I downloaded the copy and uploaded the folder to Cloudflare Pages.
The site loads 7 requests:
Requests | Size |
HTML | 14.7KB |
CSS | 5.01KB |
CSS | 1.78KB |
JS | 31.7KB |
JS | 2.44KB |
JS | 3.53KB |
Favicon | 1.78KB |
As you can see the size of your files will be pretty much the same once they are converted to static pages
These are the results of my first test:
Connect | 28ms |
Backend | 59ms |
First Contentful Paint | 190ms |
Large Content Paint | 190ms |
Time to Interactive | 221ms |
Onload time | 343ms |
Fully Loaded Time | 536ms |
These are the results of my second test:
Connect | 57ms |
Backend | 80ms |
First Contentful Paint | 264ms |
Large Content Paint | 264ms |
Time to Interactive | 302ms |
Onload time | 310ms |
Fully Loaded Time | 428ms |
These are the results of my third test:
Connect | 29ms |
Backend | 67ms |
First Contentful Paint | 196ms |
Large Content Paint | 196ms |
Time to Interactive | 236ms |
Onload time | 363ms |
Fully Loaded Time | 555ms |
These are the results of my fourth test:
Connect | 26ms |
Backend | 170ms |
First Contentful Paint | 438ms |
Large Content Paint | 438ms |
Time to Interactive | 474ms |
Onload time | 480ms |
Fully Loaded Time | 542ms |
This is a screenshot of the fourth test

I decided to run a test after adding a domain to the static site project, just to make sure the comparison was fair.
Connect | 21ms |
Backend | 13ms |
First Contentful Paint | 160ms |
Large Content Paint | 160ms |
Time to Interactive | 219ms |
Onload time | 558ms |
Fully Loaded Time | 590ms |
Cloudflare APO was still superior to Cloudflare Pages.

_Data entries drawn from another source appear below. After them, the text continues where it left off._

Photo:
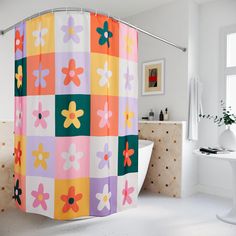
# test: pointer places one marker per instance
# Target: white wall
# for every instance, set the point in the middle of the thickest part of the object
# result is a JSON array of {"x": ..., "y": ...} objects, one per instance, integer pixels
[
  {"x": 214, "y": 176},
  {"x": 171, "y": 22}
]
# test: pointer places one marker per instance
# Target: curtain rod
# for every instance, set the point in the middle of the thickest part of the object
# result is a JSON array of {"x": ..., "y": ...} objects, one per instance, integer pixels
[{"x": 4, "y": 31}]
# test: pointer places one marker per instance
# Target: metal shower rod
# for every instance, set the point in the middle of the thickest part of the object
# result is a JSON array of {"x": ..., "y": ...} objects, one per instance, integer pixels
[{"x": 4, "y": 31}]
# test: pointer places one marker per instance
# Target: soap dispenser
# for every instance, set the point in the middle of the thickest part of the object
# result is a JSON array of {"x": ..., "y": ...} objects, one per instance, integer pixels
[
  {"x": 151, "y": 115},
  {"x": 161, "y": 116}
]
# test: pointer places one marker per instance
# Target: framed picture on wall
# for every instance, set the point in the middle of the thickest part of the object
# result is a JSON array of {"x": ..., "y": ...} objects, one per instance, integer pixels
[{"x": 153, "y": 77}]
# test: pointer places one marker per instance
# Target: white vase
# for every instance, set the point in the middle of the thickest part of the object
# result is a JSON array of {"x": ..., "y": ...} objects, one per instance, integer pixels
[{"x": 227, "y": 139}]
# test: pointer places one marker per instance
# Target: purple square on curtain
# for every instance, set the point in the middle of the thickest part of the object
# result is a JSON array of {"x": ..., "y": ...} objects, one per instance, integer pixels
[
  {"x": 72, "y": 73},
  {"x": 20, "y": 41},
  {"x": 103, "y": 196},
  {"x": 128, "y": 116},
  {"x": 40, "y": 159}
]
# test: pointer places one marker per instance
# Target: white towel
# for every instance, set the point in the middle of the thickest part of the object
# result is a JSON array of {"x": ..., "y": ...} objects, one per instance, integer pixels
[{"x": 195, "y": 107}]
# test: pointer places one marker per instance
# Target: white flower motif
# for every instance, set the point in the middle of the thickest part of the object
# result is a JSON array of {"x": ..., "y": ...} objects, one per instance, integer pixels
[
  {"x": 105, "y": 75},
  {"x": 18, "y": 118},
  {"x": 71, "y": 158},
  {"x": 104, "y": 199},
  {"x": 39, "y": 35}
]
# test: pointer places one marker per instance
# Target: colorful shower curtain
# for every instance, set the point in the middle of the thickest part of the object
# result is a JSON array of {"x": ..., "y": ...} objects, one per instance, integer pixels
[{"x": 76, "y": 144}]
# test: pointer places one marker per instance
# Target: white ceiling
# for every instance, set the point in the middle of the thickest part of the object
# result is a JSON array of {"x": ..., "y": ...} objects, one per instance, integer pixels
[{"x": 19, "y": 9}]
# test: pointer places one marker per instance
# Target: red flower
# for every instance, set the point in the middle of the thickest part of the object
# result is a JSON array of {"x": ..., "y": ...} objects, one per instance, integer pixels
[
  {"x": 127, "y": 153},
  {"x": 18, "y": 41},
  {"x": 71, "y": 200},
  {"x": 72, "y": 73},
  {"x": 18, "y": 153}
]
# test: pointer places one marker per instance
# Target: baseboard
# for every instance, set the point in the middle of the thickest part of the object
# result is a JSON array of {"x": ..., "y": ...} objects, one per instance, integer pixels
[{"x": 221, "y": 192}]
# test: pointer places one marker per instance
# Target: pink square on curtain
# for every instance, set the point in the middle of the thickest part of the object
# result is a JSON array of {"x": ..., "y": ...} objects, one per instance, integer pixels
[
  {"x": 128, "y": 43},
  {"x": 20, "y": 115},
  {"x": 72, "y": 157}
]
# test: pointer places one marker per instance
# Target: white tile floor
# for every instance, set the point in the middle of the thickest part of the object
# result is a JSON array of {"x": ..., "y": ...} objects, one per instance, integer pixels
[{"x": 155, "y": 216}]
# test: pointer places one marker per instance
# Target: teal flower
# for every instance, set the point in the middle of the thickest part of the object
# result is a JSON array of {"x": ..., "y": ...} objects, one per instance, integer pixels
[{"x": 105, "y": 34}]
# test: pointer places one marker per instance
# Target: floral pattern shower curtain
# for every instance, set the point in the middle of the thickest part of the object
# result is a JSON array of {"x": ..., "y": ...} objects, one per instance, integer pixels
[{"x": 76, "y": 145}]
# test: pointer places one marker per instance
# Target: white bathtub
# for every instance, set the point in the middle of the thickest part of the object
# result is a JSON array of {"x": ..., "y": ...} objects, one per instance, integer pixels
[{"x": 144, "y": 157}]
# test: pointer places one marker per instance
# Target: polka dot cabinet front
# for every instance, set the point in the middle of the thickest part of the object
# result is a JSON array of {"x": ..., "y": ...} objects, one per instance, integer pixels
[{"x": 164, "y": 173}]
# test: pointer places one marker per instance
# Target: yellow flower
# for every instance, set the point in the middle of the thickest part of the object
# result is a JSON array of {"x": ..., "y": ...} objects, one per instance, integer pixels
[
  {"x": 129, "y": 44},
  {"x": 128, "y": 116},
  {"x": 40, "y": 157},
  {"x": 72, "y": 115},
  {"x": 19, "y": 76}
]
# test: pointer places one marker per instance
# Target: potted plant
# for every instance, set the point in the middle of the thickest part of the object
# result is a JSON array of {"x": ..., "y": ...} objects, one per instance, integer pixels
[{"x": 227, "y": 139}]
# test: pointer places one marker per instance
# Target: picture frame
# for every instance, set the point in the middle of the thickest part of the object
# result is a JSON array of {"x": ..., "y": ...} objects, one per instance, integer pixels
[{"x": 153, "y": 77}]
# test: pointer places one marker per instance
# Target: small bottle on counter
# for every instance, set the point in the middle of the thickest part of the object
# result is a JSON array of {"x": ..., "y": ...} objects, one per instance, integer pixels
[
  {"x": 161, "y": 116},
  {"x": 166, "y": 115},
  {"x": 151, "y": 115}
]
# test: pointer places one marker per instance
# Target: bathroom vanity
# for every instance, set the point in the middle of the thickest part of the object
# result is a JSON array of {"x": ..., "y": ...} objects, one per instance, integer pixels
[{"x": 173, "y": 169}]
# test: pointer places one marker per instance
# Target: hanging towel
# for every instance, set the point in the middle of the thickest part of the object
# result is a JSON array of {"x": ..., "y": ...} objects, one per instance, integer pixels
[{"x": 195, "y": 107}]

Headless WordPress Hosting Providers
These are some headless WordPress Hosting Providers that might guarantee better results that the ones I got with Cloudflare pages:
Conclusion
I got kinda excited about turning one of my sites into a Headless WordPress site because the idea of doing it sounds kinda cool.
If you know what you are doing when building and securing sites, you won’t gain much by jumping into the Headless WordPress bandwagon.
I recognize that the speed tests carried out could be different If I would have used this or that headless hosting provider but they are way too pricey to consider.
I don’t really know if people using those headless managed hosting services would get sites better results than I was able to get, but let me tell you this, a fully loaded site in less than 166ms is kinda hard to beat, and even if you beat it, what taking it to 130 ms gets you?
My sites aren’t Amazon or Walmart, I am not gaining millions of dollars by reducing the fully loaded time by 20ms.